Se le azioni crescono insieme ai disoccupati
Si vende a duemila dollari, produrlo ne costa duemila e quattrocento: si chiude. È la logica del profitto imposta dall'economia di mercato. Logica dalla quale una società quotata in borsa come l'Alcoa, non può sottrarsi: un azionista può al massimo accettare un anno di conti chiusi in pareggio, mai in perdita.

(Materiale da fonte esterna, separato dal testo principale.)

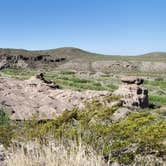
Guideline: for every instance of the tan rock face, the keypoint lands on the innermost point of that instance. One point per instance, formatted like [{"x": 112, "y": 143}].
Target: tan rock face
[
  {"x": 34, "y": 96},
  {"x": 132, "y": 93}
]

Alcoa di Portovesme non sfugge a questa regola che aveva portato, quasi tre anni fa allo spegnimento dei forni dell'Eurallumina. Anche allora era stato il crollo dei prezzi dell'allumina sui mercati internazionali a indurre la Rusal prima a dimezzare la produzione, quindi a chiudere la fabbrica. Era stata annunciata una chiusura temporanea, un anno, al massimo due. Le lineee di produzione sono ferme da quasi tre anni e non se ne scorge la ripartenza.

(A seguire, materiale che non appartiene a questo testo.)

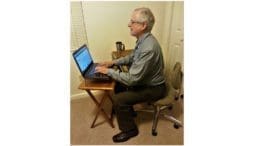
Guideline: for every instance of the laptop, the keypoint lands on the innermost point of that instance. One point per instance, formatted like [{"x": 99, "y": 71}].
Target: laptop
[{"x": 86, "y": 65}]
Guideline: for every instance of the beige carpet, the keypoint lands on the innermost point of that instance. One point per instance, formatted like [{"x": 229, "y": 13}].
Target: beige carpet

L'Eurallumina forniva all'Alsar la materia prima (l'allumina) per produrre alluminio. Un nastro tasportatore collegava i due stabilimenti con costi di approvvigionamento quasi nulli. Chiusa l'Eurallumina l'Alcoa ha dovuto importare via nave la materia prima. Operazione complicata anche per via dell'inefficienza del porto industriale che ha comportato spese aggiuntive per dieci milioni all'anno. È uno degli extracosti che, al primo segnale di debolezza del mercato, hanno messo fuori gioco l'Alcoa. Così la crisi dell'Eurallumina ha finito per determinare quella dell'Alcoa e, ora, la chiusura dell'Alcoa rischia di fare saltare il riavvio dell'Eurallumina. Dalle società per azioni si è passati alle reazioni a catena: le quotazioni in borsa crescono insieme al numero dei disoccupati, vincono le multinazionali e perde il Sulcis.